AWS Parameter Store vs. AWS Secrets Manager

AWS provides two managed services to help with storing parameters and secrets used by applications. Security best practices are adhered to when making use of both services:

Secrets Manager

It was designed specifically for confidential information (like database credentials, API keys) that needs to be encrypted, so the creation of a secret entry has encryption enabled by default. It also gives additional functionality like rotation of keys.

Parameter Store

It was designed to cater to a wider use case, not just secrets or passwords, but also application configuration variables like URLs, Custom settings, AMI IDs, License keys, etc.

Use Secrets Manager to store confidential secrets like database credentials, API keys, OAuth tokens. Use Parameter Store to store other application settings, environmental config data, License codes, etc.

Key Differences

  • There is no additional Cost for using Parameter Store. However, there are limit of 10,000 parameters per account. On the other hand, AWS Secrets Manager does accrue additional costs.
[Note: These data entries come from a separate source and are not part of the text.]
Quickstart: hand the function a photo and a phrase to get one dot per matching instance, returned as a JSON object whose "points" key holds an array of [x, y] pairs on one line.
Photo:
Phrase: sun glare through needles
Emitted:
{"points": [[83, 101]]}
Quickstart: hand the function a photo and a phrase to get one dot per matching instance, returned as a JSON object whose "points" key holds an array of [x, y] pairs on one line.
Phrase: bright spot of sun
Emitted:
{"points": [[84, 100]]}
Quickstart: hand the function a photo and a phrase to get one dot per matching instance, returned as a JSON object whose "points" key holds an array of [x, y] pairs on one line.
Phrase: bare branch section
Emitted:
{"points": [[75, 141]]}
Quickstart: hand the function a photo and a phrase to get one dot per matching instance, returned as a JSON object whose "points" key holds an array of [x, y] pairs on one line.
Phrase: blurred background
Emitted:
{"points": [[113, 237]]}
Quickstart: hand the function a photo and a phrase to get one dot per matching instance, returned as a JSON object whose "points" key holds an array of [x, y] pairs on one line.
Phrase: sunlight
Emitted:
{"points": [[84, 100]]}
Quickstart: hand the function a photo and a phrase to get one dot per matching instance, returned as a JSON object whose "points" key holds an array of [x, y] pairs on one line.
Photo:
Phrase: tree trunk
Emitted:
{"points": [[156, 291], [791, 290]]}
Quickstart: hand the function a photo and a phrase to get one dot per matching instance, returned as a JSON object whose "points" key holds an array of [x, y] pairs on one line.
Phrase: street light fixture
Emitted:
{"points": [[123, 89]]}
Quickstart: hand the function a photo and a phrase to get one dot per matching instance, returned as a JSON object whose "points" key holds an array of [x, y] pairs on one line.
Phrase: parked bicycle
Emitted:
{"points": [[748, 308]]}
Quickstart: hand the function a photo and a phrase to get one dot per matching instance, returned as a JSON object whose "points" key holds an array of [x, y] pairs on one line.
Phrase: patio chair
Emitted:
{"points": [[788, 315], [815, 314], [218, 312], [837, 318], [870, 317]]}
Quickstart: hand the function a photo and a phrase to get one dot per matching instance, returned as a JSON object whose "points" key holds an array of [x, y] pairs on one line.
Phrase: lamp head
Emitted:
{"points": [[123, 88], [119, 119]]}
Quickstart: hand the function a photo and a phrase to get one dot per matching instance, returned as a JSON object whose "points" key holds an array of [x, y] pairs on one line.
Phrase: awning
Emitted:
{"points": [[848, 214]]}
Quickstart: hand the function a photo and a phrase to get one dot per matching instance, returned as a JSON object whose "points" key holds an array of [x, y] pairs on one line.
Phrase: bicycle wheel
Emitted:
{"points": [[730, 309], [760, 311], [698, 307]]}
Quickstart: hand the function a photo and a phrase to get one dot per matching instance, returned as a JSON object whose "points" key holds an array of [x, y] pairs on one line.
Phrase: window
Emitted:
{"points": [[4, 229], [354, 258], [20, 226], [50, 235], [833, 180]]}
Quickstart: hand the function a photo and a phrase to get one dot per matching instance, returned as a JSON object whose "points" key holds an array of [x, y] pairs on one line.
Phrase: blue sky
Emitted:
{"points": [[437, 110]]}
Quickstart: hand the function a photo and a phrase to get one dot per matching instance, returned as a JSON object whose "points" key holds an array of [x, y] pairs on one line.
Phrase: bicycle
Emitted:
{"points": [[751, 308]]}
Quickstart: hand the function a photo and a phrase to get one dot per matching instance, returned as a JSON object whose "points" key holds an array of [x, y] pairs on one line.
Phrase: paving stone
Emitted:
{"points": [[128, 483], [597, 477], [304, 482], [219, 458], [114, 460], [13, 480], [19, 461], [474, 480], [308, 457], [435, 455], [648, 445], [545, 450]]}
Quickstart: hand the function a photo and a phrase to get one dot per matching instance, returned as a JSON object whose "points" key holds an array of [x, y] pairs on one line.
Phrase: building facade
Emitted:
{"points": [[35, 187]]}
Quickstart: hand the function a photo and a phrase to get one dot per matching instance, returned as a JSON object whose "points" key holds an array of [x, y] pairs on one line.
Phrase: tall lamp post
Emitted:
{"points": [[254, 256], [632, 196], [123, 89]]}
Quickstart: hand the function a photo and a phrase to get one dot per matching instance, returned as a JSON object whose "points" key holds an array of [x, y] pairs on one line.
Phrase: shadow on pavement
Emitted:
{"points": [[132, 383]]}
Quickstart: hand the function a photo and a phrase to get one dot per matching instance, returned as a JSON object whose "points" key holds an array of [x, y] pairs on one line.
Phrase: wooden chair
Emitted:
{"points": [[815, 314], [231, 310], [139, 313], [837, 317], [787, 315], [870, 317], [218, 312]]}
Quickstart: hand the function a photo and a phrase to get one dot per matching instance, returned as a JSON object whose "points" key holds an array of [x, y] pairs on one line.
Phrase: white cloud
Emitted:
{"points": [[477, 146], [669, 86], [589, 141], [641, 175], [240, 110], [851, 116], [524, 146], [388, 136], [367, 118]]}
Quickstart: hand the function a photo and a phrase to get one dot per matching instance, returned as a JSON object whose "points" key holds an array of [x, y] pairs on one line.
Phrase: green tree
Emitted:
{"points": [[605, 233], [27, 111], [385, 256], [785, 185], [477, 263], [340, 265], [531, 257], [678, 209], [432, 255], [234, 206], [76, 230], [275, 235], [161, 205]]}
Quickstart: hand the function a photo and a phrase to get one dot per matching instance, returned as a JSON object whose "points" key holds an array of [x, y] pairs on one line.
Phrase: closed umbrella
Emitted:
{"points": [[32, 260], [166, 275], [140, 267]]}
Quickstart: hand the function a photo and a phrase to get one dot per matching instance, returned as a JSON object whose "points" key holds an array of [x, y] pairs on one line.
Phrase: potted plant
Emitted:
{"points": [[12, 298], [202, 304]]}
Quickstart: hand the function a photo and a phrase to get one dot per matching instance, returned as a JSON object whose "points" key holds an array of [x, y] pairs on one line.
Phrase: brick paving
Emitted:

At the time of this writing, it costs $0.40 per secret stored and additional $0.05 for 10,000 API calls.
  • Cross-account Access is only supported on Secrets Manager, this is useful if secrets are centrally managed from another AWS account or beneficial for use cases where a customer needs to share a particular secret with a partner.
  • Another unique feature for Secrets Manager is the fact that Secrets Rotation is available at any given time. We need to write custom functions for the feature to work with Parameter Store.


Always store secrets in Secrets Manager or Parameter Store instead of storing them in a config file or hard-coded in applications.